Monday 14 February 2011

Fingers Crossed

Just had an email from First Direct saying they would send me some paperwork to be signed, and "subject to the usual checks" I would soon become one of the happy Elect, frolicking in a flowery meadow of elite-hood, rather than wearing the scarlet letter S.
Of course now I'm panicking - will their "usual checks" be the equivalent of Talking To Her Mates After A Reasonably Good First Date? Will they find out that, financially speaking, I have a tendency to cry when drinking gin and stand on pub tables slurring mournfully along to "Don't Cry Out Loud"? Am I the kind of bank customer who equates to a slightly needy ex who sticks Garfield cartoons to her fridge and has a rear car window shelf full of cuddly toys and bejewelled tissue-box holders?
My other worry (even more irrational) is that I will turn out to be the victim of a huge scam - and that First Direct doesn't exist at all, but is an offshoot of Reverend James Willy Enterprises plc - and I and countless others have fallen victim to their seductive ads showing happy bankers talking to "real people" (or no-life "we're all MAD here!!!!!!" wonks as per the ad, but I digress).
But all of this is academic at the moment, as I wait by the letterbox, like a Victorian soldier's sweetheart, waiting for a tiny billet doux to raise my spirits... Oh First Direct, will you be my Valentine?

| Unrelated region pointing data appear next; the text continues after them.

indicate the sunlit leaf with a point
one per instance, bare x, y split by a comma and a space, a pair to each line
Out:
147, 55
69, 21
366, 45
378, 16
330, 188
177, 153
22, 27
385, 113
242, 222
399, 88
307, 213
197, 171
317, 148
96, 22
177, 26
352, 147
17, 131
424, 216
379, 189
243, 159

"Vouchsafe how many years you have resided at your present address, fair maid", quoth he.

3 comments:

Vanessa said...

I am sure all will be fine and you will be well served by First Direct; they have some of my money in their safekeeping, so they had jolly well better exist!

But meanwhile I have been impressed by the way Santander handled a complaint on my business bank account last week. I'll spare you the details, but suffice to say they went to great lengths to find the recording of my conversation with their adviser (whose name I hadn't paid attention to at the time), listened back to it, and promptly found in my favour. The adviser has since been retrained, which is bankspeak for "given a good bollocking".

Not only did they make good their mistake, but they also sent me a case of wine for the stress caused. I *was* stressed by the incident, so I am steadily drinking my way through it and feel quite a lot better already.

Christina @ Fashion's Most Wanted said...

Lucy, you made me laugh out loud. You're fabulous! xx

The Poet Laura-eate said...

Oh god, I hope they choose you!

The privilege. I mean you being so unworthy and all that.

;- )

I got rejected for a Tesco credit card. About a month after I got a mail shot from them enticing me to apply for one!